The problem of extracting a complete system of invariant features of a signal arises in signal processing (including images) as well as in automatic pattern recognition or automatic classification and diagnostics. It is necessary to separate the information about the characteristics of the signal from the information about the transformations that this signal has undergone. These transformations (e.g. shift, image rotation, scale conversion, etc.) cannot be controlled, a visual system must identify the image independent from its location, and the transformations should not affect the performance of the system. Therefore, the images that pass into each other under some specific transformations must be classified as equivalent.

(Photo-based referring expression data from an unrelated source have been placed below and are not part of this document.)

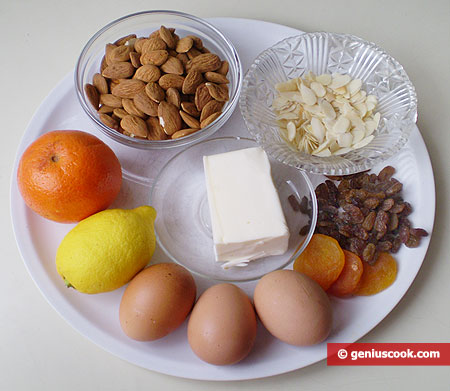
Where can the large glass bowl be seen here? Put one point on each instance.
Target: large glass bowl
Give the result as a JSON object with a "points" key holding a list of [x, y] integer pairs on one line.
{"points": [[183, 227], [321, 53], [142, 24]]}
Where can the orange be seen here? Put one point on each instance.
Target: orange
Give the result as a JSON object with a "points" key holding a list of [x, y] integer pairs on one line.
{"points": [[68, 175]]}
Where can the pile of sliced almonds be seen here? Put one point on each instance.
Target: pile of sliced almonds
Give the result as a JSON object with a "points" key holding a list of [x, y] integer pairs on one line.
{"points": [[326, 115]]}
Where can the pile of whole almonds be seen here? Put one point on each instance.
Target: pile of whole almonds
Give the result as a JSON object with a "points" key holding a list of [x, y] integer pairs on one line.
{"points": [[159, 87]]}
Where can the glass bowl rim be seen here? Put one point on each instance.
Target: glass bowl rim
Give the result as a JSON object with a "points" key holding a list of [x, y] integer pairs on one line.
{"points": [[289, 260], [309, 167], [160, 144]]}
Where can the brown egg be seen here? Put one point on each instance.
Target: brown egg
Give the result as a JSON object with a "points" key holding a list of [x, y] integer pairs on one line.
{"points": [[222, 326], [293, 307], [157, 301]]}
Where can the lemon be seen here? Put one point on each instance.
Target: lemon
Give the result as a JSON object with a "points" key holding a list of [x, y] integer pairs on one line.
{"points": [[106, 250]]}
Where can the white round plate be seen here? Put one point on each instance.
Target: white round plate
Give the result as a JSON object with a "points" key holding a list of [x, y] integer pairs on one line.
{"points": [[96, 316]]}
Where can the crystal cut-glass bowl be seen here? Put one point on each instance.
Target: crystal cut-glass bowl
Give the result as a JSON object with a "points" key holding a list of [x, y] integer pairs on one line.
{"points": [[320, 53]]}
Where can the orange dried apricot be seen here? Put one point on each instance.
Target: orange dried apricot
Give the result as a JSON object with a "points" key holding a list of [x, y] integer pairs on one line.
{"points": [[349, 278], [322, 260], [377, 277]]}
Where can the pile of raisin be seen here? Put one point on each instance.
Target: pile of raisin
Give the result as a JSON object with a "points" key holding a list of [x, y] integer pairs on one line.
{"points": [[366, 214]]}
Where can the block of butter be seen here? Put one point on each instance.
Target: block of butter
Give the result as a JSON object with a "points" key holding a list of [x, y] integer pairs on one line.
{"points": [[246, 214]]}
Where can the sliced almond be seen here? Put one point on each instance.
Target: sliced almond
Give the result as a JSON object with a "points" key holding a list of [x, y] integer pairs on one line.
{"points": [[209, 120], [173, 65], [127, 88], [171, 81], [155, 92], [109, 121], [213, 106], [183, 133], [134, 125], [173, 96], [92, 95], [169, 117], [148, 73], [145, 104], [218, 91], [118, 70]]}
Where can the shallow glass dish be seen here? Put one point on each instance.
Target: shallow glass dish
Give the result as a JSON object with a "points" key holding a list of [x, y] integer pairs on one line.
{"points": [[142, 24], [183, 226], [320, 53]]}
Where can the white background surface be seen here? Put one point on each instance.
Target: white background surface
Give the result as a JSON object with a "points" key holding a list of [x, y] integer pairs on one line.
{"points": [[41, 43]]}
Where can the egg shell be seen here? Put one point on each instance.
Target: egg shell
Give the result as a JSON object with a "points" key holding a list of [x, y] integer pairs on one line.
{"points": [[222, 325], [293, 307], [157, 301]]}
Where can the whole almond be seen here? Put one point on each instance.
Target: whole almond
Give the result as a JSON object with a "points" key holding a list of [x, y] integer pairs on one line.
{"points": [[145, 104], [209, 120], [191, 82], [110, 100], [155, 92], [193, 53], [134, 125], [119, 70], [135, 59], [100, 83], [206, 62], [130, 108], [138, 44], [215, 77], [190, 108], [128, 88], [218, 91], [105, 109], [170, 80], [167, 36], [155, 130], [213, 106], [120, 53], [125, 39], [173, 96], [184, 45], [198, 43], [223, 70], [169, 117], [108, 50], [154, 43], [183, 133], [92, 94], [190, 121], [120, 113], [154, 57], [202, 96], [109, 121], [147, 73], [173, 65]]}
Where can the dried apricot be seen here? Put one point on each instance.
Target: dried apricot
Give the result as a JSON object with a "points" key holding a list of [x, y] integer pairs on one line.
{"points": [[322, 260], [349, 277], [377, 277]]}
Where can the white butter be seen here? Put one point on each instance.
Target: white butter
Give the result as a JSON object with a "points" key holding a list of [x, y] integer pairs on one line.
{"points": [[246, 214]]}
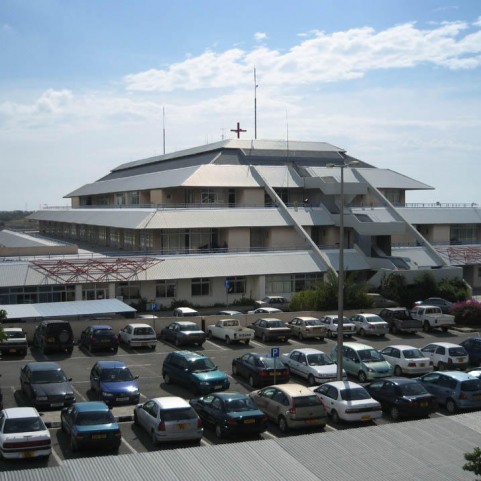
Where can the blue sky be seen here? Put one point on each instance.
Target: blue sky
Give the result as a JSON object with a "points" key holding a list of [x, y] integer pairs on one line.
{"points": [[83, 86]]}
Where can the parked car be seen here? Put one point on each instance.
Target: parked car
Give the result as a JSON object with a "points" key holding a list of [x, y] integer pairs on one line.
{"points": [[407, 360], [194, 371], [23, 434], [271, 330], [15, 342], [454, 389], [279, 302], [259, 369], [169, 419], [114, 383], [90, 425], [185, 312], [446, 355], [347, 401], [265, 310], [45, 385], [370, 324], [311, 364], [473, 348], [331, 322], [54, 335], [99, 338], [230, 414], [400, 320], [402, 397], [363, 361], [436, 301], [291, 406], [307, 328], [183, 333], [138, 335], [379, 300]]}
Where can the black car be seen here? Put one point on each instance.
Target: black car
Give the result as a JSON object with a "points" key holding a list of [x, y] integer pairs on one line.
{"points": [[473, 348], [230, 413], [183, 333], [46, 385], [99, 338], [260, 370], [402, 397], [54, 335]]}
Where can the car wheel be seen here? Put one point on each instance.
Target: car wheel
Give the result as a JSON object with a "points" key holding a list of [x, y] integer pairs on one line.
{"points": [[394, 412], [282, 422], [362, 376], [335, 417], [451, 406]]}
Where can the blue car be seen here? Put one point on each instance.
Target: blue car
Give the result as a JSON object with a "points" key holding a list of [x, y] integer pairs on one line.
{"points": [[230, 413], [194, 371], [113, 383], [90, 425], [454, 389]]}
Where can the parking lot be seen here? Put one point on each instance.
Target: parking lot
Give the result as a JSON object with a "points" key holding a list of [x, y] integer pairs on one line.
{"points": [[147, 365]]}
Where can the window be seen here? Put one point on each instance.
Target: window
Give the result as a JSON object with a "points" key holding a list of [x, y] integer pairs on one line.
{"points": [[200, 287], [166, 288]]}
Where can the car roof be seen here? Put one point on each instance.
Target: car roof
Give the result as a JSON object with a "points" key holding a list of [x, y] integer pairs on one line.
{"points": [[21, 412], [89, 406], [43, 366], [171, 402], [111, 364]]}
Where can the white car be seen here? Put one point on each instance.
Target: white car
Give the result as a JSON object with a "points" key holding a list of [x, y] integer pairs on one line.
{"points": [[138, 335], [331, 323], [23, 434], [314, 365], [169, 419], [446, 355], [407, 360], [347, 401], [370, 325]]}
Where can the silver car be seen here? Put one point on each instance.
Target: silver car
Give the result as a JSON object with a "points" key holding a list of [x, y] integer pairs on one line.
{"points": [[169, 418]]}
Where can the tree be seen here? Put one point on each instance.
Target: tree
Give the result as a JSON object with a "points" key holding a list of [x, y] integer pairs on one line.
{"points": [[474, 461]]}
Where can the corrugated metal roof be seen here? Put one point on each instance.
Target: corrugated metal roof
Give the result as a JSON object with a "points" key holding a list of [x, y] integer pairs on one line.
{"points": [[424, 450], [441, 215], [67, 309]]}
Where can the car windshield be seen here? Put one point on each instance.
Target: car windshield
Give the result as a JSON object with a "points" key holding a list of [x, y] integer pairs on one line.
{"points": [[239, 405], [319, 359], [188, 327], [413, 354], [23, 425], [412, 389], [370, 355], [201, 365], [116, 375], [94, 417], [457, 351], [355, 394], [47, 377]]}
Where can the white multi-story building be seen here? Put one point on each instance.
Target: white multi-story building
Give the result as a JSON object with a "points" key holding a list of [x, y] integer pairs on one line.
{"points": [[240, 218]]}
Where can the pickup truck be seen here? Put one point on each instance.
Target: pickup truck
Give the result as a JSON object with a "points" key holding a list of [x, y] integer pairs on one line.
{"points": [[230, 330], [432, 317], [400, 320]]}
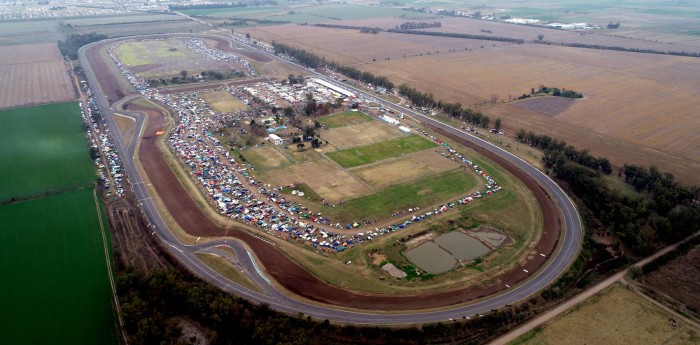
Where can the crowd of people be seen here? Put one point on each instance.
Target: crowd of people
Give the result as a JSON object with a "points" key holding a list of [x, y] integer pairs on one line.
{"points": [[234, 191]]}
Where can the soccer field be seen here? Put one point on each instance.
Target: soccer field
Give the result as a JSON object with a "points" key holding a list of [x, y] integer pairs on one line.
{"points": [[43, 150], [56, 286]]}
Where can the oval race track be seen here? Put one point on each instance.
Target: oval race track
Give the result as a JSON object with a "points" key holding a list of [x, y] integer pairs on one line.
{"points": [[565, 254]]}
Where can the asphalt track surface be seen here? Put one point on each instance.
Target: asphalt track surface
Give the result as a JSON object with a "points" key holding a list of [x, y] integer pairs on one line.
{"points": [[557, 263]]}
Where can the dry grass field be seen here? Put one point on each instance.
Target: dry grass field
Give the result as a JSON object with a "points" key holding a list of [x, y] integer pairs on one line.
{"points": [[265, 157], [334, 183], [341, 45], [404, 169], [614, 316], [360, 134], [33, 74], [223, 102], [678, 279], [647, 100], [165, 58]]}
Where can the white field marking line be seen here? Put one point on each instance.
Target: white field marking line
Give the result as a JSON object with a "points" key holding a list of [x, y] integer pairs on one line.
{"points": [[109, 266]]}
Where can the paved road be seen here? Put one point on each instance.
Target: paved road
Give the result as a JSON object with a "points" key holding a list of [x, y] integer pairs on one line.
{"points": [[566, 253], [588, 293]]}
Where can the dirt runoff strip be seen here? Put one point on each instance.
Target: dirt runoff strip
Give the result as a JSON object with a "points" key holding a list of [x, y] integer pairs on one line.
{"points": [[300, 281]]}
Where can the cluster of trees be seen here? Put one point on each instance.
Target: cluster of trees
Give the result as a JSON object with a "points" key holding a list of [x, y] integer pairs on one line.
{"points": [[425, 99], [315, 61], [612, 25], [418, 25], [151, 306], [69, 47], [632, 50], [254, 3], [557, 152], [461, 35], [664, 214], [557, 92], [363, 29]]}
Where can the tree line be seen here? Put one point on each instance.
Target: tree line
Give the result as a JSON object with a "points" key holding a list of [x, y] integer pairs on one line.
{"points": [[664, 213], [315, 61], [363, 29], [460, 35], [255, 3], [427, 100], [617, 48], [70, 46]]}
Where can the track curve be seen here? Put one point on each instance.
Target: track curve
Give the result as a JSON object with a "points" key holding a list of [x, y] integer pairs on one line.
{"points": [[556, 261]]}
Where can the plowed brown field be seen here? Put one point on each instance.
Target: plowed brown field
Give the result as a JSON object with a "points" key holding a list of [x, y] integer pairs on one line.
{"points": [[33, 74]]}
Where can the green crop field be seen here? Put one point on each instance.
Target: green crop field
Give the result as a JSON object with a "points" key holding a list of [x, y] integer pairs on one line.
{"points": [[42, 149], [379, 151], [55, 283], [345, 119], [421, 193]]}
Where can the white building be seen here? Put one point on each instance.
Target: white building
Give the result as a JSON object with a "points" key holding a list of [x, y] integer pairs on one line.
{"points": [[337, 89], [275, 139]]}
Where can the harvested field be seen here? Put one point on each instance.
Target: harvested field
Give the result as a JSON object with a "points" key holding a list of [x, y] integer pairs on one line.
{"points": [[165, 58], [361, 134], [43, 150], [379, 151], [223, 101], [341, 45], [547, 106], [333, 183], [649, 100], [405, 169], [344, 119], [617, 316], [33, 74], [265, 157], [679, 278]]}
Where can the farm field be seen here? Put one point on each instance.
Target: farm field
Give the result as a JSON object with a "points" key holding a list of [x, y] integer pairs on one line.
{"points": [[334, 184], [164, 58], [52, 251], [223, 102], [340, 45], [678, 279], [360, 134], [344, 119], [404, 169], [33, 74], [616, 316], [379, 151], [47, 149], [647, 100]]}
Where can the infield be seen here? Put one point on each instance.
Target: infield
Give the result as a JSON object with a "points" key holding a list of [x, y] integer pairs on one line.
{"points": [[223, 102], [379, 151], [43, 150]]}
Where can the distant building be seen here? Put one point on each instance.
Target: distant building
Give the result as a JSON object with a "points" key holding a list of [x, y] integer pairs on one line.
{"points": [[275, 139]]}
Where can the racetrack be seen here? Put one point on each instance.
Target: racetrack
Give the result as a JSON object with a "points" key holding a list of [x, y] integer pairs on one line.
{"points": [[524, 280]]}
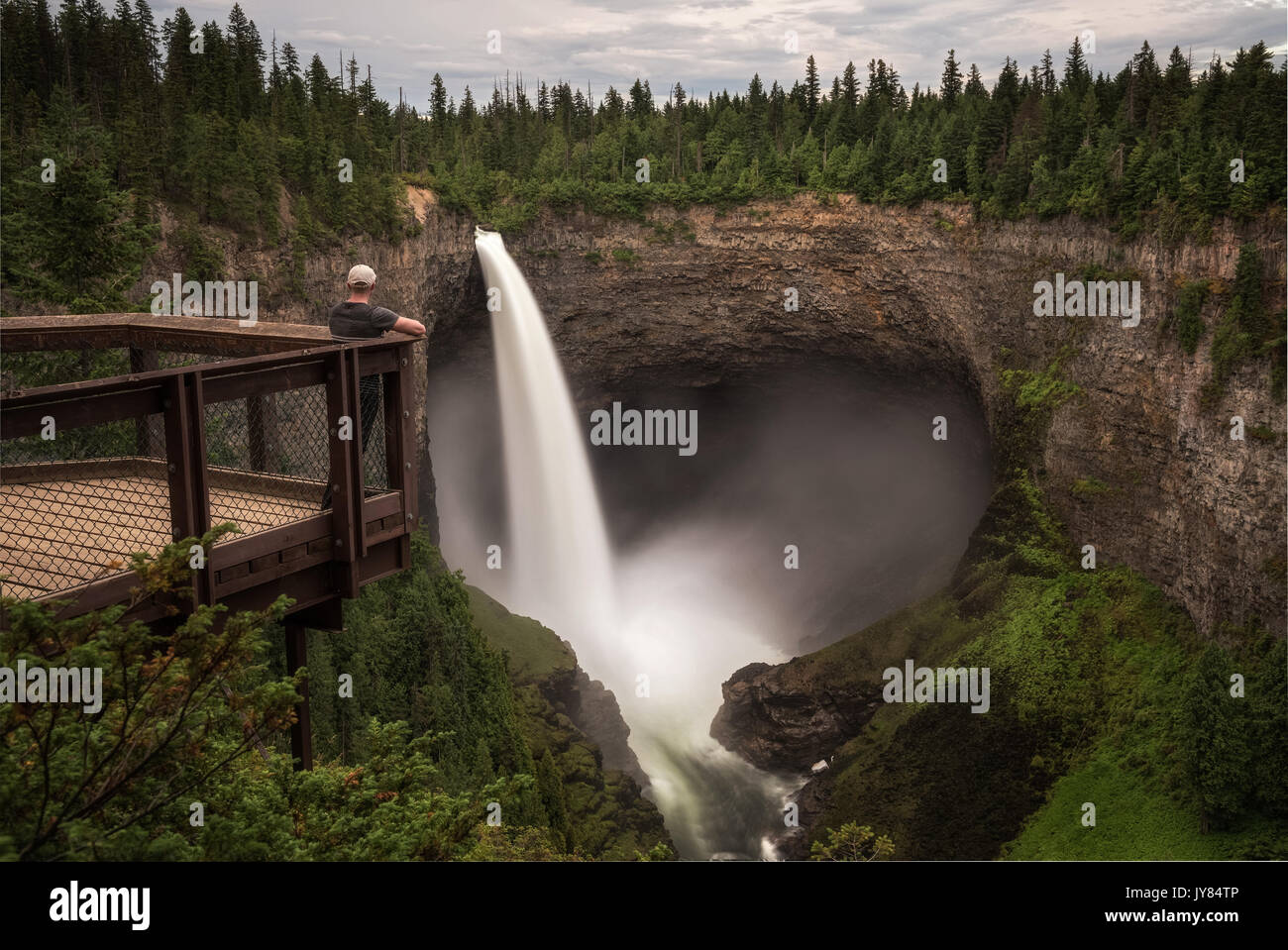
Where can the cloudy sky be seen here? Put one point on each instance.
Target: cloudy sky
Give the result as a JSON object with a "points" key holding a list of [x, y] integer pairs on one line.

It should be noted that the human or mammalian visual system to some extent is capable to extract the invariant features of a signal. It took some effort to understand the functions necessary for visual form perception. Based on the knowledge about the receptive field (RF) reactions and about the visual system in Glezer (1995); Kulikowski and Bishop (1981); Lindeberg (2013); Shapley and Lennie (1985); Schnitzler (1976) a theory was developed according to which the visual system performs spatial-frequency image filtering. To adapt this effect to general signal processing we have to understand how this filtering works. Let us consider in more detail the visual path from the retina to the cerebral cortex of primates. Visual information enters the retina and is transmitted to the brain through about a million nerve fibers that are united in the optic nerve (Jeffries et al., 2014; Hubel & Weisel, 1977). Most of the optic nerve fibers reach without interruption two cell nuclei that are located deep in the brain. These nuclei are called lateral geniculate nuclei (LGN). In turn, neurons of the LGN send their axons directly to the primary visual cortex (Jeffries et al., 2014; Ghodrati et al., 2017).

The RF of a retinal ganglion cell refers to the synaptic network of photoreceptors, bipolar, horizontal, and amacrine cells which come together to this one ganglion cell (Hubel & Weisel, 1977). A concentric RF has the central zone where the receptors are stimulated to give response and a peripheral inhibitory ring (off-on), or conversely, an inhibitory central zone and a peripheral ring that gives response (on-off). Concentric fields are used to describe the image by points (Hubel & Weisel, 1977). Mathematically, the spatiotemporal RF is defined by an impulse response function (weight function) describing the firing-rate response to a tiny spot which is on for a very short time (Mobarhan et al., 2018). Some methods of modelling this weight functions were developed with difference of arouse and inhibitory Gaussians (Mobarhan et al., 2018; Eiber et al., 2018; Einevoll & Heggelund, 2000; Lindeberg, 2021; Jacobsen et al., 2016; Bertalmío, 2019), with Gabor elements (Paik & Ringach, 2011; Lee et al., 2016; Cope et al., 2009) and others (Li et al., year; Bertalmío, 2019).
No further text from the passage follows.